I would like to just blame IF but really? I need to think before I speak.
As DH held my puddle of a former self, he didn't say what he normally says to comfort me. Instead he said, "You are being mean." And at first I thought, WTAF!?! But then he explained (in soft, sweet tones so not to provoke things being thrown) to me that when I dissolve into a puddle of tears over anything IF related, and say things like; I have no hope or my life sucks, it makes him feel like he isn't good enough. It makes him feel incompetent, like he can't make me happy. I sometimes forget that I am not the only one going through this. Just because I am the only one with a diagnosis doesn't mean that he isn't sad, he just deals with it differently and he never says anything about his life being horrible or empty because of it. He always says that it's ok because he has me. And here I am crying and complaining all the time because... because what?

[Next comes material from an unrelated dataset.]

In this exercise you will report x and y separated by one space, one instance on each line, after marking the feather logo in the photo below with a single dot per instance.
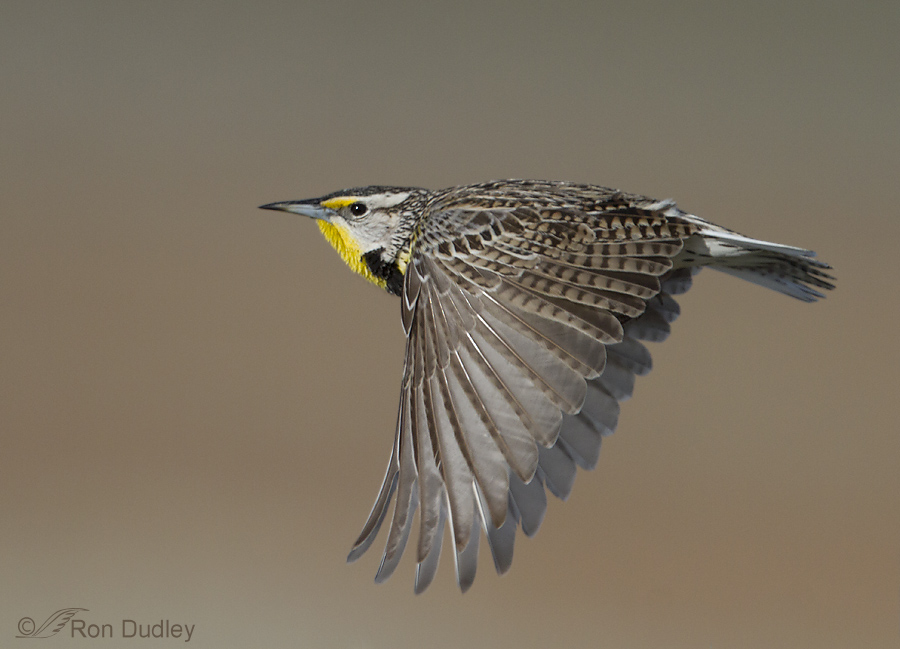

My life isn't horrible. It doesn't suck. I have a great husband and tons of animals and beautiful property and I get to work from home. There is food on the table and a roof over our heads. I don't have a terminal illness, no one is dying. Things are good
I think that the only way I am going to get through this is to focus on all of the positive things in my life. This girl needs to check herself. I mean, yes, IF is hard. Not being able to do IVF right now is hard. But my life isn't over because of it and it doesn't give me the right to say things that make my wonderful husband feel bad. I've been in this funk before and I'll get through it. I'll get through it without making someone else feel bad because I feel bad.